Actualmente el cáncer de cuello de útero es el segundo tipo de cáncer más común entre las mujeres y afecta cada año a casi 500.000 mujeres en todo el mundo, de las cuales 275.000 fallecen. En España, aproximadamente 2.100 mujeres desarrollan cada año cáncer de cuello de útero y cerca de 740 fallecen a consecuencia del mismo. En los países en vías de desarrollo, el cáncer de cuello de útero acaba anualmente con la vida de aproximadamente 200.000 mujeres.

El cáncer se puede tratar o evitar con mayor eficacia si la lesión cervical se detecta a tiempo. En la actualidad se considera que el virus del papiloma humano (VPH) es la principal causa del cáncer y de las lesiones cervicales. Se han identificado más de 150 tipos del VPH, de los cuales aproximadamente 30 afectan al área genital. Los tipos del VPH genital se clasifican como "bajo riesgo", que pueden provocar verrugas genitales, o "alto riesgo", que están vinculados al cáncer y a CIN 2/3. Visite nuestra sección sobre los tipos genitales de VPH para obtener más información.

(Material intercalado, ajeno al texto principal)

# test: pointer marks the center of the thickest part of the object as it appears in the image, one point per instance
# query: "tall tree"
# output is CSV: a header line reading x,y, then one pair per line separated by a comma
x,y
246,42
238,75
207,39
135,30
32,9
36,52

El VPH se puede descubrir con precisión realizando una prueba basada en el ADN. La prueba del VPH tiene un papel crucial en el cribado del cáncer de cuello de útero en mujeres de más de 35 años, ya que a esta edad tienen mayor riesgo de desarrollar cáncer de cuello de útero. Si la citología permite descubrir habitualmente los cambios celulares que se desarrollan como consecuencia de la enfermedad, la prueba del VPH de alto riesgo descubre la "huella" genética de los virus que causan cáncer y CIN 2/3. Afortunadamente, muchas mujeres que tienen el virus lo eliminan por sí mismas; solamente las mujeres en las que se produce una infección persistente por el VPH de alto riesgo tienen riesgo de desarrollar cáncer o CIN 2/3. El descubrimiento precoz de la lesión cervical de grado alto y un seguimiento adecuado de las mujeres infectadas con el VPH pueden evitar la gran mayoría de los cánceres de cuello de útero invasivos.